Si on lui disait que dans le ciel il n'y a pas d'espace comme dans le monde, il ne le comprendrait pas, car celui qui ne pense que d'après la nature et la lumière du monde, ne peut imaginer autre chose que d'après l'étendue qu'il a devant les yeux. Mais combien se trompent ceux qui pensent ainsi au sujet du ciel! L'étendue qui existe dans le ciel n'est pas comme celle qui existe dans le monde; dans le monde elle est déterminée et par suite mesurable; dans le ciel au contraire, elle n'est pas déterminée et par suite non mesurable. Mais il sera traité de cela ultérieurement, quand il s'agira de l'espace et du temps dans le monde spirituel.
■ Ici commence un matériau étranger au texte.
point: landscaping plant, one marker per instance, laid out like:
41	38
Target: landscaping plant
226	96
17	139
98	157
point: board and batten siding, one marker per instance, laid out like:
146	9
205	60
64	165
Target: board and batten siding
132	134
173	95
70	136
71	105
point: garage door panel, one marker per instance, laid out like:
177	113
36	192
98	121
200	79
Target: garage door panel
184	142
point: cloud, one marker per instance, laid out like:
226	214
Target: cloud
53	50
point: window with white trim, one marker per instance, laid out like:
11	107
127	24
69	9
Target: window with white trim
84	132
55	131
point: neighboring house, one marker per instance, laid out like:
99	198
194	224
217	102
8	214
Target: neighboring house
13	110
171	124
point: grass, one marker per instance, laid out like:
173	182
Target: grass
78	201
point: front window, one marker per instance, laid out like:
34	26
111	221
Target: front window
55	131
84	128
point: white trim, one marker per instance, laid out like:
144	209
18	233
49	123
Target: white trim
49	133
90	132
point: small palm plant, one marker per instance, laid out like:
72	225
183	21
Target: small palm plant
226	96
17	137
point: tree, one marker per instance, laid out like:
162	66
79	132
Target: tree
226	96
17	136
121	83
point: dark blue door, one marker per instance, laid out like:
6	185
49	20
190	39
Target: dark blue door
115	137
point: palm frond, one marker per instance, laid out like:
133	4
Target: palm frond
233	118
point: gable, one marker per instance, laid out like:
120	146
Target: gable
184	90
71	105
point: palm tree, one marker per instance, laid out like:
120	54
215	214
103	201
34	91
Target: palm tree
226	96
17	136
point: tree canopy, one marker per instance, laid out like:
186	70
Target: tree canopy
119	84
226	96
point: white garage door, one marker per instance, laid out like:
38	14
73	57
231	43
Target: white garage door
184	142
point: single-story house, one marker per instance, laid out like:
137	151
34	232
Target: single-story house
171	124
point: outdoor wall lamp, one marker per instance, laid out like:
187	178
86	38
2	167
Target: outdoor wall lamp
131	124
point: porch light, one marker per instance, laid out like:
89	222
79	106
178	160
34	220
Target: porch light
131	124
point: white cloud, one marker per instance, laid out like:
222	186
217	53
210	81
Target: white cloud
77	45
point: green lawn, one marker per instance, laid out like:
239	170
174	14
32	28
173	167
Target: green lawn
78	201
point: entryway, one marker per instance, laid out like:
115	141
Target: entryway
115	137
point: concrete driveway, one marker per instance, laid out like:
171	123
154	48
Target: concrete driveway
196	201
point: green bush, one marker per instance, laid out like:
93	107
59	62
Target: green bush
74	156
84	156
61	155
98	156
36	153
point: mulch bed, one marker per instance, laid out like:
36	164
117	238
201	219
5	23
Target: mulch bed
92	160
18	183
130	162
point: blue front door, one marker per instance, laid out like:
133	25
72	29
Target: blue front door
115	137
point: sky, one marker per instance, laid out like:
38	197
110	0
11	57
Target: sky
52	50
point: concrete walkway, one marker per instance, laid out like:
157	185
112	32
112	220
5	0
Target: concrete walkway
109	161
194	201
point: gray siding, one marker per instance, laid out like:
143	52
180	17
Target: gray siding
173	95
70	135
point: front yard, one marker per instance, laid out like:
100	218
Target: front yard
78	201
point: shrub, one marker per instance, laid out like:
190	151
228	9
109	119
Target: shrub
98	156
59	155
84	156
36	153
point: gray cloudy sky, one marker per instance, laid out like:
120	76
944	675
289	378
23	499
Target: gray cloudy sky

Chacun sait combien s'étend la vue de l'oeil, qui va jusqu'au soleil et aux étoiles qui sont à une si grande distance. Celui qui pense plus profondément sait aussi que la vue interne qui appartient à la pensée, à une extension encore plus large; et une vue encore plus intérieure aura une extension plus large encore. Que doit être la vue Divine, qui est la vue la plus intime de toutes, et la vue suprême? Les pensées ont une telle extension, que par elles sont communiquées à chacun dans le ciel, toutes les choses du ciel et toutes celles du Divin qui fait le ciel et le remplit, comme cela a déjà été exposé dans les articles qui précèdent.